Later, he said, “This is a freedom-loving, American thing,” when talking about the movement, noting that “they’re (politicians in Washington) all part of the problem and it’s time to stand up for freedom.”
What incoherency is this? What the hell does freedom have to do with anything? Throughout this whole debacle, has our freedom ever, ever, ever been in question? Or is this slick-haired baffoon just throwing out those four or five right wing buzz words that might give him instant cred with ignorants, including words like freedom, America, God, independence and country? I posit the latter.

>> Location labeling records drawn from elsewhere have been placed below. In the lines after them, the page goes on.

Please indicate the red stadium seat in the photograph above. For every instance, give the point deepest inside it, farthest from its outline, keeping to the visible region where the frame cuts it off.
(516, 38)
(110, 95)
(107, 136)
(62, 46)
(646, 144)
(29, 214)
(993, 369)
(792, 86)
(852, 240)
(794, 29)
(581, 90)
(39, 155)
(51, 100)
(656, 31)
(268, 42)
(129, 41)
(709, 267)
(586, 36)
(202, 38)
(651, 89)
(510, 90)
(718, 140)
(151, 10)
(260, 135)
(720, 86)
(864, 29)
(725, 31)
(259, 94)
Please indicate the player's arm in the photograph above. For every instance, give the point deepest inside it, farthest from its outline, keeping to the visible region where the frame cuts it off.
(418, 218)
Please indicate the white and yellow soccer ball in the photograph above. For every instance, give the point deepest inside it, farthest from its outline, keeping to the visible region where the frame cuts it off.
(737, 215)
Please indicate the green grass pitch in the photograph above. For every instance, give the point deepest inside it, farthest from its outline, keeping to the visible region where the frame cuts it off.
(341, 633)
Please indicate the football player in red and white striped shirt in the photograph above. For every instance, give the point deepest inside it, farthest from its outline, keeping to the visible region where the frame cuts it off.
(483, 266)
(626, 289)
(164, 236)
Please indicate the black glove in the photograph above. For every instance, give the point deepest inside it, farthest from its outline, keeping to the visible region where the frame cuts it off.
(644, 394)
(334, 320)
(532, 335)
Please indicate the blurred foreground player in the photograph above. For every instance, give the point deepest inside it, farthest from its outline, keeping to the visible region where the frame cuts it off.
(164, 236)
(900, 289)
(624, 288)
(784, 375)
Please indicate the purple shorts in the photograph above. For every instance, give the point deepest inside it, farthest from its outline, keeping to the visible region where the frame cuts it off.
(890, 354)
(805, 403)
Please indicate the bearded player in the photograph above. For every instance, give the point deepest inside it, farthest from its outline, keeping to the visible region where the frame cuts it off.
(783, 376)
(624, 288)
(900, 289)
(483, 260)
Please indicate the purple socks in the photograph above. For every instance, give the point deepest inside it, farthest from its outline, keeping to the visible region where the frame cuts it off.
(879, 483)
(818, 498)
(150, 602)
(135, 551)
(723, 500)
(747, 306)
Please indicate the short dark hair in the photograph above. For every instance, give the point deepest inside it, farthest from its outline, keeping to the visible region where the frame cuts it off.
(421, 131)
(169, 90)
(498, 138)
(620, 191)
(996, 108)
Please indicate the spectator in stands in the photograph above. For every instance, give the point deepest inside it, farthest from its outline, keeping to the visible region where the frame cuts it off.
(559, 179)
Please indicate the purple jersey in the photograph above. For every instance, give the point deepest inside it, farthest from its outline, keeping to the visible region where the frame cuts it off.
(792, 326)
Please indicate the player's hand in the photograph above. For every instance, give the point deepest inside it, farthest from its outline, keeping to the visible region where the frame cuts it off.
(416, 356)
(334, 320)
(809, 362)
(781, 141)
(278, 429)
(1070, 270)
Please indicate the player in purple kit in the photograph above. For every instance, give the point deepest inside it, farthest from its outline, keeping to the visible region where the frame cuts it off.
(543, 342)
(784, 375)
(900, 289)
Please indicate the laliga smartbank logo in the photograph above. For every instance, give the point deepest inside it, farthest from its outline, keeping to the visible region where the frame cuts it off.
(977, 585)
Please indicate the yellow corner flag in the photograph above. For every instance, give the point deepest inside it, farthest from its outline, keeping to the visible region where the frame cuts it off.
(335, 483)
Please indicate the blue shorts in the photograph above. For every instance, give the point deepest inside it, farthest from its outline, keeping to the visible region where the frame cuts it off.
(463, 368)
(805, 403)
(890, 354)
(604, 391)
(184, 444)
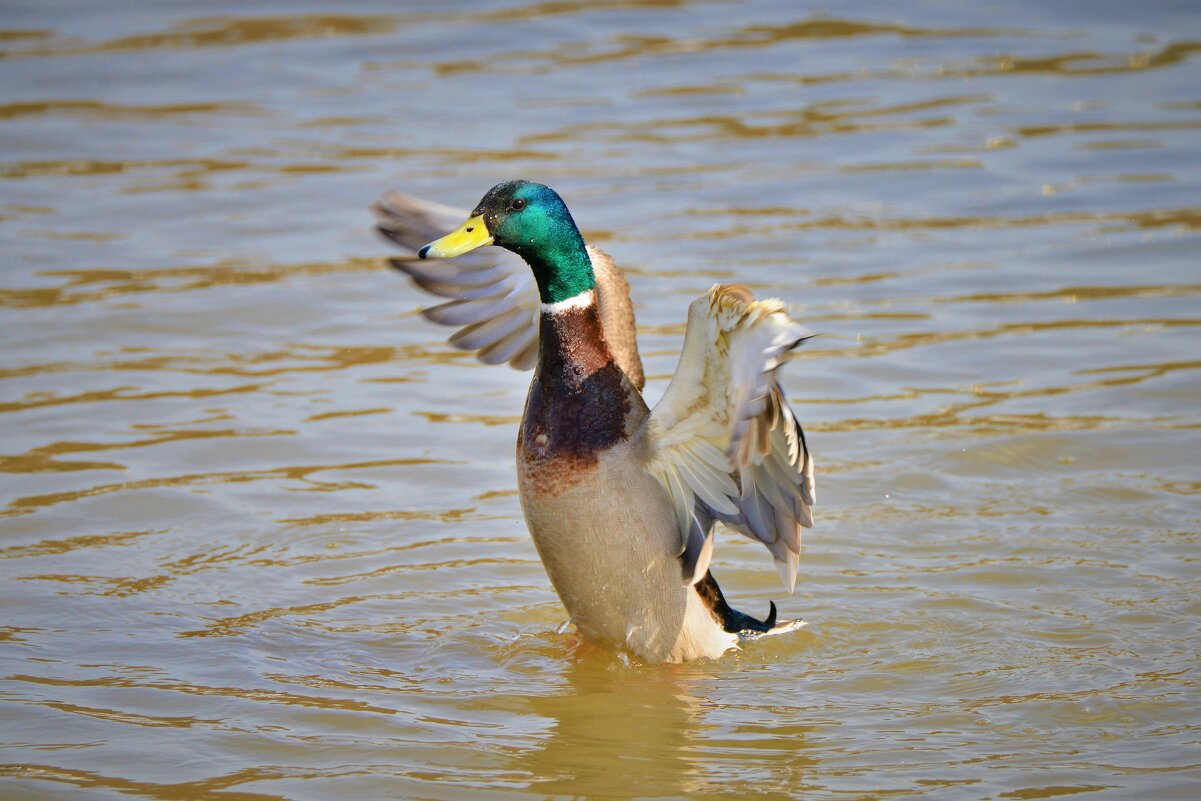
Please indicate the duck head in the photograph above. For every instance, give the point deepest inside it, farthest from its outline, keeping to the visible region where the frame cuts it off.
(533, 222)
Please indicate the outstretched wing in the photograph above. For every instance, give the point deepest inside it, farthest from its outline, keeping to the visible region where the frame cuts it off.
(727, 446)
(493, 298)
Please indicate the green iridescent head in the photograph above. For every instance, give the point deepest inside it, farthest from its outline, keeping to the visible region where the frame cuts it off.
(533, 222)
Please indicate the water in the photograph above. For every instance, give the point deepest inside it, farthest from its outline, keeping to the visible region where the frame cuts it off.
(260, 528)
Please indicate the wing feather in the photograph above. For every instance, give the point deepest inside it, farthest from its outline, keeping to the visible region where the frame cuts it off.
(491, 294)
(724, 440)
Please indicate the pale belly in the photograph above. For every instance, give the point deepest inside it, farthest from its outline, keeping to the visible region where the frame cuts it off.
(609, 543)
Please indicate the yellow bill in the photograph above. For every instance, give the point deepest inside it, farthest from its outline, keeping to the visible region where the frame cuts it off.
(468, 237)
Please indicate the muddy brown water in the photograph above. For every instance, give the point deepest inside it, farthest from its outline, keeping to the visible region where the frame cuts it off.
(258, 527)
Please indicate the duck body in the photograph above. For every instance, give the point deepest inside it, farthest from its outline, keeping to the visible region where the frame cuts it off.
(621, 500)
(603, 526)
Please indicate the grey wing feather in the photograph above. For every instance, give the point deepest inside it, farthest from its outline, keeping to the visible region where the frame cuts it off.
(494, 300)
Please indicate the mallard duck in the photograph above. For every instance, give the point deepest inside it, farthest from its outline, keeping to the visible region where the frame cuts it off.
(620, 498)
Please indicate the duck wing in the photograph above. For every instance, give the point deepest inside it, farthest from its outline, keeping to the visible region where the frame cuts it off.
(724, 442)
(493, 297)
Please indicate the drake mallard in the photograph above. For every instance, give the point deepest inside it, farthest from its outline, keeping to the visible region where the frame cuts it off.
(620, 498)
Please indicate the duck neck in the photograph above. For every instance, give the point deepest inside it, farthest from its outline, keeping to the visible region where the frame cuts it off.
(560, 263)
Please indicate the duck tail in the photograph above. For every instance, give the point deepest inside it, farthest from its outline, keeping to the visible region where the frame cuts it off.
(735, 622)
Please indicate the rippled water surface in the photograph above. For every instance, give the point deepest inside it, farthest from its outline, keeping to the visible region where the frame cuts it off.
(258, 527)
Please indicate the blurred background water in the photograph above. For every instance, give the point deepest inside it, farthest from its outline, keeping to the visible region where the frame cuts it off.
(258, 527)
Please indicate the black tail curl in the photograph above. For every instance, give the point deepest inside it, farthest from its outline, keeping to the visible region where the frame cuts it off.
(729, 619)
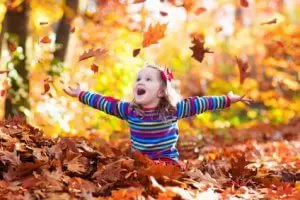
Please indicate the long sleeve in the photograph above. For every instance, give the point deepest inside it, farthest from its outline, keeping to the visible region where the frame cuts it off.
(195, 105)
(106, 104)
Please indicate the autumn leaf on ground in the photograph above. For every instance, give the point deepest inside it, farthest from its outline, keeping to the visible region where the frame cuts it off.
(199, 50)
(12, 46)
(273, 21)
(200, 10)
(153, 34)
(138, 1)
(162, 13)
(94, 68)
(43, 23)
(244, 3)
(136, 52)
(218, 29)
(92, 53)
(243, 67)
(3, 71)
(45, 40)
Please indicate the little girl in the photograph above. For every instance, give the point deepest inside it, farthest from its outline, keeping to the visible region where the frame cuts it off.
(153, 114)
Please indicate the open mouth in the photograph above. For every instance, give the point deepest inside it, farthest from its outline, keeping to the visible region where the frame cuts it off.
(141, 91)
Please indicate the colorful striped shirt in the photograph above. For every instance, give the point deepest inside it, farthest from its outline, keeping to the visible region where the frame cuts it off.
(149, 134)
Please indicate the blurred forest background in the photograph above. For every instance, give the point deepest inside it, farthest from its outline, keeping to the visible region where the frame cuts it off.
(42, 41)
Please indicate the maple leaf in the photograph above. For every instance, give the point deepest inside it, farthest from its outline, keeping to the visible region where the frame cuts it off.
(153, 34)
(244, 3)
(94, 68)
(92, 53)
(273, 21)
(199, 50)
(243, 67)
(45, 40)
(200, 10)
(136, 52)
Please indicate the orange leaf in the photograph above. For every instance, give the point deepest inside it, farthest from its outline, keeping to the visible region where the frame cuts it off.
(153, 34)
(218, 29)
(136, 52)
(138, 1)
(45, 40)
(162, 13)
(3, 71)
(244, 3)
(200, 10)
(92, 53)
(243, 67)
(43, 23)
(273, 21)
(46, 88)
(94, 68)
(199, 50)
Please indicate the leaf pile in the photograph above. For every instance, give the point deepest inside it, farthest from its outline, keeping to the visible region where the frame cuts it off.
(262, 163)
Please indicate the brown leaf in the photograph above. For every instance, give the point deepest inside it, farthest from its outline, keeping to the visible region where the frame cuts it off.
(92, 53)
(243, 67)
(153, 34)
(200, 10)
(45, 40)
(94, 68)
(199, 50)
(136, 52)
(273, 21)
(244, 3)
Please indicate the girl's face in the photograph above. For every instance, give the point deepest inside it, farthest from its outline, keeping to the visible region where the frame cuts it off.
(148, 88)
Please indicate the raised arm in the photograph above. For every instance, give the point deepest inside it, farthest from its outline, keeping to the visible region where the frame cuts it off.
(195, 105)
(106, 104)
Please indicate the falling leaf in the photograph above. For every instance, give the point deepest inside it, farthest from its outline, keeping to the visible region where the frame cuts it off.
(243, 67)
(4, 71)
(138, 1)
(46, 88)
(273, 21)
(279, 43)
(244, 3)
(94, 68)
(218, 29)
(153, 34)
(45, 40)
(200, 10)
(92, 53)
(162, 13)
(199, 50)
(136, 52)
(12, 46)
(43, 23)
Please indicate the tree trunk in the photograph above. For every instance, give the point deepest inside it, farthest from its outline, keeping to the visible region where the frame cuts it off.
(15, 23)
(63, 31)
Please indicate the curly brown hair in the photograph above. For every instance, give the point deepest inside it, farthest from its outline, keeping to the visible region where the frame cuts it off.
(168, 102)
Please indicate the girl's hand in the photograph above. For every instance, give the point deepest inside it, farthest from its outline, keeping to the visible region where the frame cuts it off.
(236, 98)
(74, 92)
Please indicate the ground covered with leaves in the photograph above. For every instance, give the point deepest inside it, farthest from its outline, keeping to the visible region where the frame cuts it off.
(262, 162)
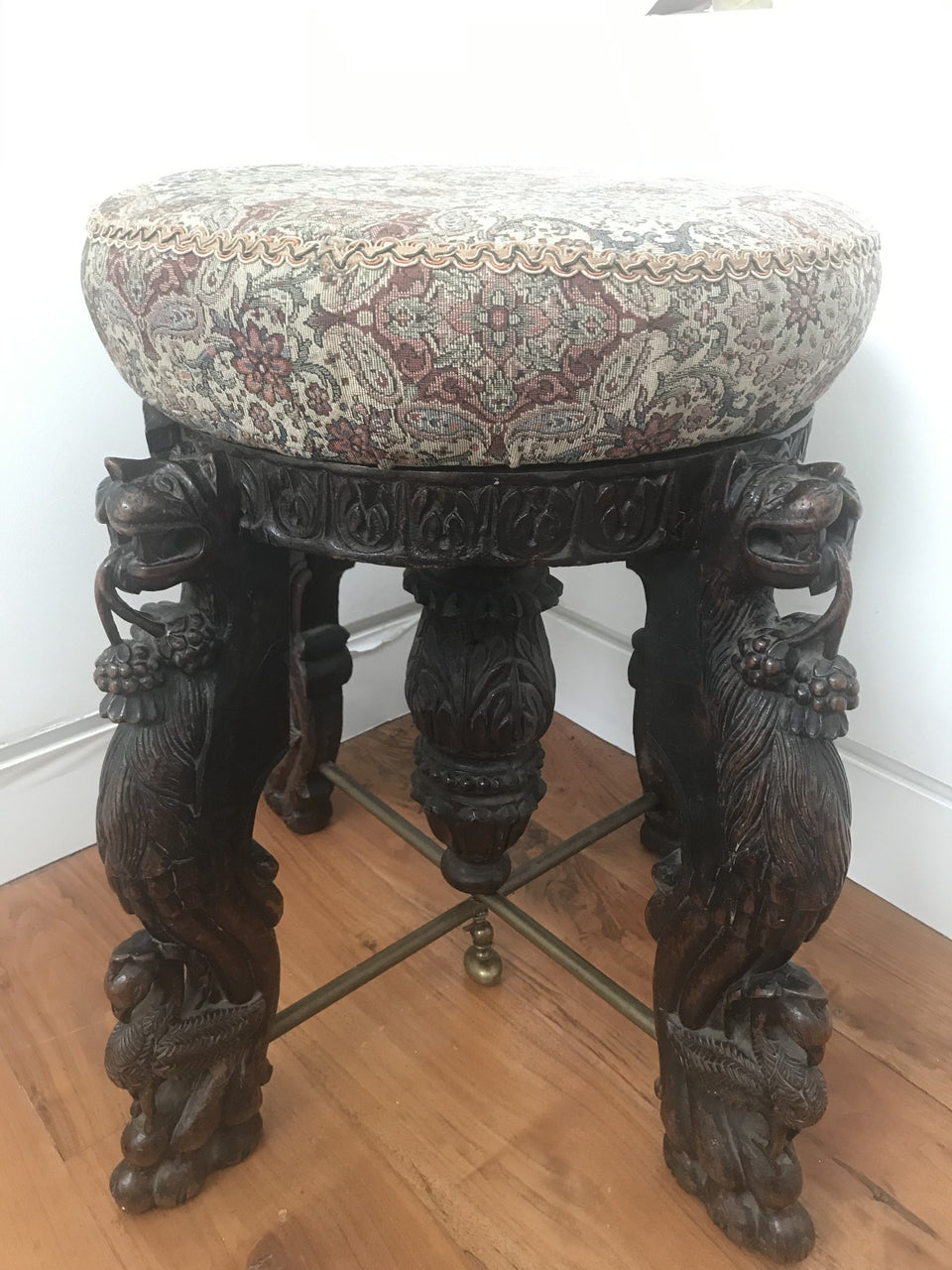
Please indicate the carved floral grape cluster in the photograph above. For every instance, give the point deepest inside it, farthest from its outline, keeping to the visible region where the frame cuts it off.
(766, 659)
(189, 643)
(128, 667)
(769, 659)
(828, 685)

As an addendum, this particular rally on April 15th is supposed to feature a guy playing Thomas Paine, who was, I must note, a deist, and whose arguments would fly in the face of Glenn Beck’s and (probably) Richard Behney’s belief that the Bible is true, for Paine believed nothing of the sort, and that’s quite evident from reading “The Age of Reason.” (Side note: Deism isn’t valid either, for it says that, while God exists, he is out there somewhere, did not author the Bible and is sort of an impersonal watcher on the world and personal events. He watches “from a distance” as the song goes. Thus, if he isn’t personally engaged in this world, it seems to follow that he is irrelevant and of no consequence for us.) Further, it’s a bit of an insult to the legacy and great work of Paine to have these types of folks parading his name around as if he would agree with them on every point. He would probably agree with them on very few points. But that’s where the idiocy of this generation has gotten us.